Java 21: Internationalization
Table of contents
Introduction
In this article, we will learn how to use formatting instances to format dates and numbers.
We will take a look at the java.text
package and its classes. We will also learn how to use the java.time
package to work with dates and times.
Finally, we will learn how to use the ResourceBundle
object to retrieve localized messages from a properties file.
Locale
class changes
Since Java 19, all constructors of the Locale
class have been deprecated.
Instead, you should use the Locale.of
static constructors to create a new Locale
instance
or use the Locale.Builder
class to create a new Locale
instance.
// static constructors
Locale.of(language);
Locale.of(language, country);
Locale.of(language, country, variant);
// builder
new Locale.Builder()
.setLanguage(language)
.setRegion(country)
.setVariant(variant)
.build();
// deprecated constructors
new Locale(language);
new Locale(language, country);
new Locale(language, country, variant);
Number formatting
The NumberFormat
class offers a number of methods for returning different instances for formatting numbers.
getPercentInstance(Locale)
- formats numbers as percentages.getCurrencyInstance(Locale)
- formats numbers as currency values.getIntegerInstance(Locale)
- formats numbers as integers.getNumberInstance(Locale)
- formats numbers as general-purpose numbers.getCompactNumberInstance(Locale, NumberFormat.Style)

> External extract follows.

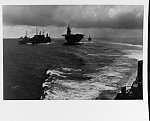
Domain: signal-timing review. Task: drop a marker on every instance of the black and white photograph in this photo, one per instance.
(74, 53)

- formats numbers as compact numbers.
Percentage formatting
Different countries use different symbols for percentages. For example, in the US, the percentage symbol is %
, while in the UK, it is £
.
NumberFormat.getPercentInstance(Locale.US).format(0.75);
// 75%
NumberFormat.getPercentInstance(LOCALE_FRANCE).format(0.75);
// 75 %
NumberFormat.getPercentInstance(Locale.of("ar", "SA")).format(0.75);
// ٪٧٥
Long numbers formatting
Compact numbers are a method of formatting numbers in a more compact way. For example, instead of writing 1,000,000
you can write 1M
.
They are useful when you want to display a large number in a small space. Every locale has its own set of compact
numbers. There are 4 different styles of compact numbers:
NumberFormat.Style.SHORT
- the shortest form of the compact number. For example,1M
for1,000,000
.NumberFormat.Style.LONG
- the longest form of the compact number. For example,1 million
for1,000,000
.
// NumberFormat.Style.SHORT
NumberFormat.getCompactNumberInstance(LOCALE_US, Style.SHORT).format(1_213_700);
// 1M
NumberFormat.getCompactNumberInstance(LOCALE_FRANCE, Style.SHORT).format(1_213_700);
// 1 M
NumberFormat.getCompactNumberInstance(LOCALE_POLAND, Style.SHORT).format(1_213_700);
// 1 mln
// NumberFormat.Style.LONG
NumberFormat.getCompactNumberInstance(LOCALE_US, Style.LONG).format(12_137);
// 12 thousand
NumberFormat.getCompactNumberInstance(LOCALE_FRANCE, Style.LONG).format(12_137);
// 12 mille
NumberFormat.getCompactNumberInstance(LOCALE_POLAND, Style.LONG).format(12_137);
// 12 tysięcy
Numbers formatting
The NumberFormat
class provides a number of methods for formatting numbers.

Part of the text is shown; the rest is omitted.